You addressed it by saying that better-educated people are less religious because of greater materialism. I think that’s a facile connection. Most college students I knew were poor and deep in debt. They were gaining an education, and at some point they will be better off economically. But I think we should address the concept that young religious people don’t WANT to go to college for fear of losing their faith. Pastor Tim, above said straight out that higher education in science attempts to indoctrinate students in an anti-spiritual worldview.
This is the anti-intellectualism that frankly should be scandalous.
Comment by: Stephan
26Agreed. Unless my son fulfills his dream of getting signed by a major league team out of high school, he will certainly be going to college. And I am already priming my kids to question any anti-science streak they may find in their church education.
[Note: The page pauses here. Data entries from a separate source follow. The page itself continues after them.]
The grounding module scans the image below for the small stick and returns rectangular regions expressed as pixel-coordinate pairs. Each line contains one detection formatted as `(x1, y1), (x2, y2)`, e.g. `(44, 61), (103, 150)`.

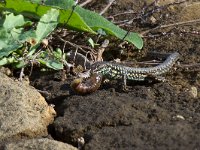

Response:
(56, 34), (96, 57)
(56, 34), (97, 63)
(141, 18), (200, 36)
(84, 51), (91, 69)
(178, 63), (200, 71)
(56, 35), (87, 53)
(19, 67), (25, 81)
(80, 0), (93, 7)
(99, 0), (115, 15)
(96, 39), (109, 61)
(37, 89), (51, 98)
(110, 10), (136, 17)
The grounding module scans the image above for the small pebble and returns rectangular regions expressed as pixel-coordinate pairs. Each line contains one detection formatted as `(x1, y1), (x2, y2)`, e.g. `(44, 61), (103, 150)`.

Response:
(189, 86), (198, 98)
(176, 115), (185, 120)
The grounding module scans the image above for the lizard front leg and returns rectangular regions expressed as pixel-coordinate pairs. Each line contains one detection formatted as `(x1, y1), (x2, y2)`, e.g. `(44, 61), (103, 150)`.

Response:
(122, 74), (129, 91)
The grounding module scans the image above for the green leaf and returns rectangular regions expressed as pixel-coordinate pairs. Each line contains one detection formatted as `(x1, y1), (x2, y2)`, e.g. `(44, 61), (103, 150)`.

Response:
(10, 28), (23, 39)
(0, 13), (29, 59)
(36, 8), (59, 43)
(42, 59), (63, 70)
(88, 38), (94, 48)
(0, 58), (7, 65)
(14, 60), (26, 68)
(0, 43), (22, 58)
(0, 28), (23, 58)
(1, 0), (143, 49)
(0, 57), (15, 65)
(18, 29), (36, 43)
(53, 48), (62, 59)
(3, 13), (25, 31)
(44, 0), (143, 49)
(3, 0), (95, 33)
(30, 0), (45, 3)
(74, 6), (143, 49)
(39, 49), (63, 70)
(45, 0), (74, 9)
(97, 28), (106, 36)
(0, 28), (8, 48)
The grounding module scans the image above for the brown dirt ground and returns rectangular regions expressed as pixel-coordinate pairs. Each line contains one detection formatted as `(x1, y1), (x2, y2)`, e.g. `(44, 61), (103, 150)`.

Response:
(29, 0), (200, 149)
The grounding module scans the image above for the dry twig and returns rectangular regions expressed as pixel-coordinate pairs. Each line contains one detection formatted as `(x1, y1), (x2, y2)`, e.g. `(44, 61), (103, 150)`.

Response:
(141, 19), (200, 36)
(96, 39), (109, 61)
(99, 0), (115, 15)
(80, 0), (93, 7)
(56, 35), (87, 53)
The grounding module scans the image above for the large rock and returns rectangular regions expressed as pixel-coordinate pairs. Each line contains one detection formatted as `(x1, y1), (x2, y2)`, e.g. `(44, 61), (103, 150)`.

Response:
(0, 72), (56, 142)
(3, 138), (78, 150)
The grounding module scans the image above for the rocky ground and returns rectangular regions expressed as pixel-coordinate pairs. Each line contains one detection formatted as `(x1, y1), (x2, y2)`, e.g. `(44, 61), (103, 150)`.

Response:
(0, 71), (77, 149)
(0, 0), (200, 150)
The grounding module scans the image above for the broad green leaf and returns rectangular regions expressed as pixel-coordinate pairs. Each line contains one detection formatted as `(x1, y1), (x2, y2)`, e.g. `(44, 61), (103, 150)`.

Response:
(0, 57), (8, 65)
(0, 28), (8, 49)
(36, 8), (59, 43)
(14, 60), (26, 68)
(18, 29), (36, 43)
(26, 9), (59, 57)
(1, 0), (143, 49)
(30, 0), (45, 3)
(0, 13), (31, 59)
(45, 0), (74, 9)
(0, 57), (15, 65)
(41, 59), (63, 70)
(3, 0), (95, 33)
(39, 50), (63, 70)
(3, 13), (25, 31)
(45, 0), (143, 49)
(10, 28), (23, 39)
(0, 43), (22, 58)
(0, 28), (22, 58)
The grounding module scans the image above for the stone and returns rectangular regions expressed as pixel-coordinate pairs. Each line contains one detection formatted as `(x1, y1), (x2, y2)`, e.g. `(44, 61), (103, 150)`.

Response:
(3, 138), (78, 150)
(0, 72), (56, 142)
(189, 86), (198, 98)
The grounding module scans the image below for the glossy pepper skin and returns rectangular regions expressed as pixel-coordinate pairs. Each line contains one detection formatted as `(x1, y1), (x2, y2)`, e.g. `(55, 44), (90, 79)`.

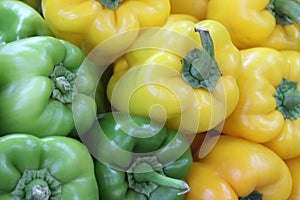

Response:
(186, 135), (292, 200)
(83, 112), (193, 199)
(107, 19), (241, 134)
(41, 0), (170, 54)
(0, 0), (52, 46)
(285, 156), (300, 199)
(223, 47), (300, 160)
(0, 134), (99, 200)
(169, 0), (208, 20)
(0, 36), (97, 137)
(207, 0), (300, 51)
(165, 13), (199, 24)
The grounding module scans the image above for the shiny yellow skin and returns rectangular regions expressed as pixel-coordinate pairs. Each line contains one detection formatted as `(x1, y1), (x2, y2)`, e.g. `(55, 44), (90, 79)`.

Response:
(263, 50), (300, 160)
(165, 14), (199, 24)
(207, 0), (300, 51)
(41, 0), (170, 54)
(285, 156), (300, 199)
(170, 0), (208, 20)
(223, 48), (300, 160)
(186, 135), (292, 200)
(107, 19), (241, 134)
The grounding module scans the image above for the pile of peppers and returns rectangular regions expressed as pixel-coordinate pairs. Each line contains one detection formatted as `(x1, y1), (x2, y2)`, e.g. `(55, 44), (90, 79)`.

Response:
(0, 0), (300, 199)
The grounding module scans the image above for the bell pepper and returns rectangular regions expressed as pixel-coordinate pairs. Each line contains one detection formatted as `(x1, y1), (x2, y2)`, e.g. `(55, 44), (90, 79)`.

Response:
(165, 14), (199, 24)
(169, 0), (208, 20)
(207, 0), (300, 51)
(285, 156), (300, 199)
(107, 19), (241, 134)
(95, 70), (113, 114)
(0, 36), (97, 137)
(17, 0), (42, 12)
(222, 47), (300, 160)
(82, 112), (193, 199)
(186, 135), (292, 200)
(41, 0), (170, 54)
(0, 0), (52, 46)
(0, 133), (99, 200)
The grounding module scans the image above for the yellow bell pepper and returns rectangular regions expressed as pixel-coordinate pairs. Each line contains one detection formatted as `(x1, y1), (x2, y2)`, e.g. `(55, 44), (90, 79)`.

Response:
(207, 0), (300, 51)
(169, 0), (208, 20)
(285, 156), (300, 199)
(223, 48), (300, 160)
(186, 135), (292, 200)
(107, 19), (241, 133)
(41, 0), (170, 54)
(165, 14), (199, 24)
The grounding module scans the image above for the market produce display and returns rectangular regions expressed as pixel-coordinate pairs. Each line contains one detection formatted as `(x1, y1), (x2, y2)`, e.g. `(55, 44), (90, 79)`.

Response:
(0, 0), (300, 199)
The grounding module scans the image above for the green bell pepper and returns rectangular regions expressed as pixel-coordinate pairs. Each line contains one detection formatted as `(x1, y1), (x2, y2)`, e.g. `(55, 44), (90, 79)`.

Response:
(83, 112), (193, 200)
(18, 0), (42, 12)
(95, 65), (113, 114)
(0, 0), (51, 46)
(0, 36), (97, 137)
(0, 133), (99, 200)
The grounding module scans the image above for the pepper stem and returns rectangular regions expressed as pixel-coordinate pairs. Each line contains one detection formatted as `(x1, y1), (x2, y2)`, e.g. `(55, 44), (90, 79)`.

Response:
(196, 25), (214, 58)
(275, 78), (300, 120)
(133, 163), (190, 195)
(239, 190), (263, 200)
(267, 0), (300, 25)
(127, 157), (190, 197)
(25, 180), (51, 200)
(50, 63), (76, 104)
(12, 169), (61, 200)
(98, 0), (123, 9)
(181, 25), (221, 92)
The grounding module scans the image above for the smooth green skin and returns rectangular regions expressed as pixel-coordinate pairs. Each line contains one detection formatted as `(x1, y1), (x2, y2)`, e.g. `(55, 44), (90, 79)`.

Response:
(0, 133), (99, 199)
(88, 112), (193, 200)
(0, 0), (51, 46)
(0, 36), (96, 137)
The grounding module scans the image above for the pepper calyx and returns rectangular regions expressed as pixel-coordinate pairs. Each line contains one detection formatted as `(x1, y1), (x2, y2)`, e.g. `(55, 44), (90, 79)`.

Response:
(275, 78), (300, 120)
(98, 0), (123, 9)
(12, 169), (61, 200)
(182, 25), (221, 92)
(50, 63), (76, 104)
(267, 0), (300, 25)
(127, 156), (190, 197)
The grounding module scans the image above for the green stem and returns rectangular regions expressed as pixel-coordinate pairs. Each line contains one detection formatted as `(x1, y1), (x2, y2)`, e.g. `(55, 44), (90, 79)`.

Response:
(275, 78), (300, 120)
(195, 25), (215, 58)
(50, 63), (76, 104)
(98, 0), (123, 9)
(181, 25), (221, 92)
(127, 157), (190, 197)
(24, 180), (51, 200)
(12, 169), (61, 200)
(239, 190), (263, 200)
(133, 163), (190, 195)
(267, 0), (300, 25)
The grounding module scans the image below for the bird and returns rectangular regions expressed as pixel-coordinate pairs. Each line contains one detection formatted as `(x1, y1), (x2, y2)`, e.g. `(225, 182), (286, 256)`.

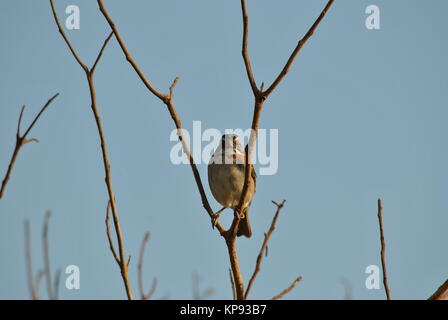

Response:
(208, 134), (256, 238)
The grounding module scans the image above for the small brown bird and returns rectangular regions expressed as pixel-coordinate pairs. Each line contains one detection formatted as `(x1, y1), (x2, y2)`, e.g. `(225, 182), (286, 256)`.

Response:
(208, 134), (256, 237)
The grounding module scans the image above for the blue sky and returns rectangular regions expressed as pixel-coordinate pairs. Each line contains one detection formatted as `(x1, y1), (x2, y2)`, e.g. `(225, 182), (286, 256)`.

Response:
(0, 0), (447, 299)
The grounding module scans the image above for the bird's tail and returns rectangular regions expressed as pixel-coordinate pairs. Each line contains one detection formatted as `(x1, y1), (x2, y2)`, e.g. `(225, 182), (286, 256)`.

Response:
(237, 207), (252, 238)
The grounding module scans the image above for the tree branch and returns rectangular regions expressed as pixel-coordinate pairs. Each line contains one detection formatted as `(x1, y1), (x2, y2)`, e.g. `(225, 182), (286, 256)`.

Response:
(245, 200), (286, 299)
(97, 0), (333, 301)
(138, 232), (157, 300)
(377, 199), (391, 300)
(428, 279), (448, 300)
(96, 0), (226, 237)
(0, 93), (59, 199)
(42, 211), (55, 300)
(24, 213), (61, 300)
(263, 0), (335, 97)
(236, 0), (335, 231)
(240, 0), (260, 98)
(272, 276), (302, 300)
(24, 220), (37, 300)
(105, 201), (120, 266)
(48, 0), (133, 299)
(91, 31), (114, 74)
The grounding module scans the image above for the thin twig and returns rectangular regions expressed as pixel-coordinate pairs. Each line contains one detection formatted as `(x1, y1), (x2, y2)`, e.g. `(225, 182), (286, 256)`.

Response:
(33, 270), (45, 300)
(53, 268), (62, 300)
(91, 31), (114, 74)
(263, 0), (335, 97)
(272, 276), (302, 300)
(49, 0), (133, 299)
(245, 200), (286, 299)
(49, 0), (88, 72)
(105, 201), (120, 266)
(0, 93), (59, 199)
(42, 211), (54, 300)
(428, 279), (448, 300)
(240, 0), (260, 98)
(24, 220), (37, 300)
(138, 232), (157, 300)
(377, 199), (391, 300)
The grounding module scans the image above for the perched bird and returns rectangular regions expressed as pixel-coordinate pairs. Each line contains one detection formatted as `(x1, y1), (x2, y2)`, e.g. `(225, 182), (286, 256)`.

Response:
(208, 134), (256, 238)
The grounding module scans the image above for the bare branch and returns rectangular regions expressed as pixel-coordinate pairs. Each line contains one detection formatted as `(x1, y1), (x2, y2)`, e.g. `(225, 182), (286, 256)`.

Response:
(240, 0), (260, 97)
(0, 93), (59, 199)
(42, 211), (55, 300)
(263, 0), (335, 97)
(33, 270), (45, 300)
(428, 279), (448, 300)
(22, 94), (60, 138)
(377, 199), (391, 300)
(97, 0), (167, 101)
(96, 0), (333, 301)
(49, 0), (133, 299)
(54, 268), (62, 300)
(105, 201), (120, 266)
(138, 232), (157, 300)
(48, 0), (88, 72)
(17, 105), (25, 136)
(91, 31), (114, 74)
(96, 0), (225, 237)
(272, 276), (302, 300)
(245, 200), (286, 299)
(24, 220), (37, 300)
(237, 0), (335, 226)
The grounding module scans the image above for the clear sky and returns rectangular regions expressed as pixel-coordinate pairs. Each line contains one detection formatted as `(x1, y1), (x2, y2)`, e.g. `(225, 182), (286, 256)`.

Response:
(0, 0), (447, 300)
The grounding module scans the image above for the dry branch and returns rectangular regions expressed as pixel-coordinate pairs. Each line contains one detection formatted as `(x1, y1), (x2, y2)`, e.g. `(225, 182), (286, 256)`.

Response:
(138, 232), (157, 300)
(245, 200), (292, 299)
(0, 93), (59, 199)
(428, 279), (448, 300)
(96, 0), (226, 236)
(42, 211), (55, 299)
(48, 0), (133, 299)
(237, 0), (335, 228)
(24, 213), (60, 299)
(272, 276), (302, 300)
(377, 199), (391, 300)
(24, 220), (38, 300)
(105, 201), (120, 266)
(96, 0), (334, 300)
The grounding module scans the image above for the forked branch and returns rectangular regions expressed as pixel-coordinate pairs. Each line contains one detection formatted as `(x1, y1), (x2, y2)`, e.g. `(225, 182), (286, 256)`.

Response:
(0, 93), (59, 199)
(245, 200), (300, 299)
(96, 0), (333, 301)
(24, 212), (61, 299)
(48, 0), (132, 299)
(237, 0), (335, 225)
(96, 0), (226, 236)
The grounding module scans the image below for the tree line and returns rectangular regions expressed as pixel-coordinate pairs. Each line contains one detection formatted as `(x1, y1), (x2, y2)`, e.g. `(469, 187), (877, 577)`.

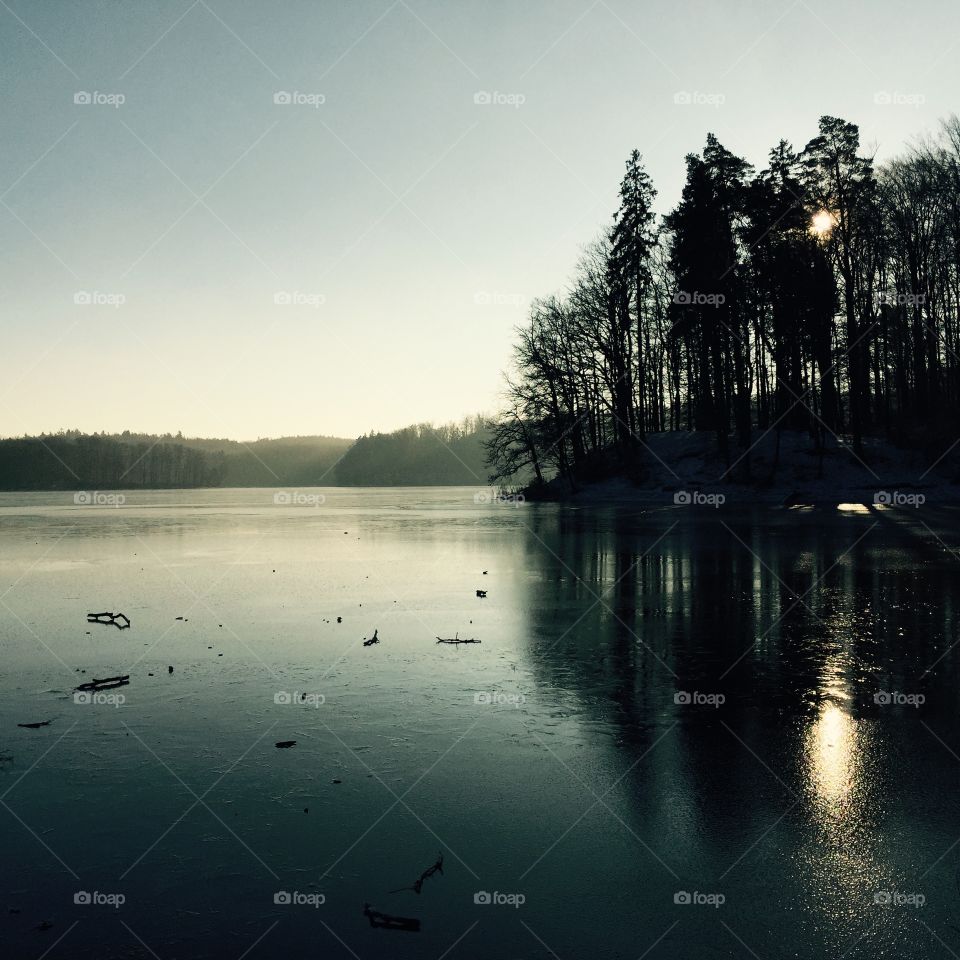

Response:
(0, 421), (489, 490)
(334, 418), (488, 485)
(486, 115), (960, 489)
(0, 434), (225, 490)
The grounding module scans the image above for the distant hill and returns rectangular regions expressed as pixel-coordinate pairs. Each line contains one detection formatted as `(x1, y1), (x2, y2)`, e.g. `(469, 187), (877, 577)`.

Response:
(0, 431), (350, 490)
(218, 435), (352, 486)
(0, 421), (490, 490)
(333, 419), (489, 486)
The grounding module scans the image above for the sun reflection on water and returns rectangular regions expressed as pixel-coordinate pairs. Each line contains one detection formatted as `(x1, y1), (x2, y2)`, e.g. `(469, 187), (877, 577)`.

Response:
(797, 692), (891, 938)
(807, 701), (856, 810)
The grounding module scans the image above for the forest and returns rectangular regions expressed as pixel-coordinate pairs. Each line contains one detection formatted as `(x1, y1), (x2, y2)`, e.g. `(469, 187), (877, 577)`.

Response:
(0, 423), (488, 490)
(0, 432), (225, 490)
(333, 418), (488, 485)
(486, 116), (960, 491)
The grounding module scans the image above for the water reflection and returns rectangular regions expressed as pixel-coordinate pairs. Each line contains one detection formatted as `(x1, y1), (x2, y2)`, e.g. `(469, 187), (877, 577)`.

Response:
(807, 700), (856, 809)
(517, 504), (957, 957)
(2, 494), (958, 959)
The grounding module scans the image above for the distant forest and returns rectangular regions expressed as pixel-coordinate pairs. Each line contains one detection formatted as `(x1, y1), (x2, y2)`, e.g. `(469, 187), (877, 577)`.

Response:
(335, 419), (487, 485)
(487, 115), (960, 488)
(0, 421), (488, 490)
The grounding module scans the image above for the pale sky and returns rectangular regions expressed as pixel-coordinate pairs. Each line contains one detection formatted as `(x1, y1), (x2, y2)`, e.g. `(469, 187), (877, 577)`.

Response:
(1, 0), (956, 439)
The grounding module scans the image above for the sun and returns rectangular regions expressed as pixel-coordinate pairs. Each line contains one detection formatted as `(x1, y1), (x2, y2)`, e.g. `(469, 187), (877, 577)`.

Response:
(811, 209), (836, 236)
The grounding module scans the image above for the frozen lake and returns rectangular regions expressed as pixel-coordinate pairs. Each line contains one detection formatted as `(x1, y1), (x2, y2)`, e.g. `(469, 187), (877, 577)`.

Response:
(2, 488), (959, 958)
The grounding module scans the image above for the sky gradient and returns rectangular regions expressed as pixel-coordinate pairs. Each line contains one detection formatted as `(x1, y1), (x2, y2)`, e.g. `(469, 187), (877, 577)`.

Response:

I’m sorry I took your comments the wrong way.
Comment by: Siamang
27I wasn’t worried about you. ;-)
NP! :-)
Comment by: Ir (Helen)
28Siamang wrote;
I definitely agree.
Comment by: Eliza
29A fairly high proportion of physicians are theists. I’ve seen the numbers somewhere, but can’t find them now.
I’m on the admissions committee for the (secular, state) medical school where I work; it’s not uncommon for us to be interviewing applicants from Christian colleges & universities, and/or who list their church activities, and/or who mention God in their personal statement. They’re free to mention religious beliefs and activities; we can’t bring religion up during the interview, of course, but the applicant’s religiosity is not used as a factor for or against them as candidates for admission. For many, religion is clearly a big part of their motivation for going into a helping profession, & that’s understood as a very reasonable motivation.
I’ll admit, I’m fascinated to read applications from students from Christian colleges & stumble across those who got all A’s except in their religious studies classes; or who majored in Biology & took a class called “Evolution” (what would that course be like?); or who have letters of recommendation from members of their religious community. It’s just interesting - so different from my own experience.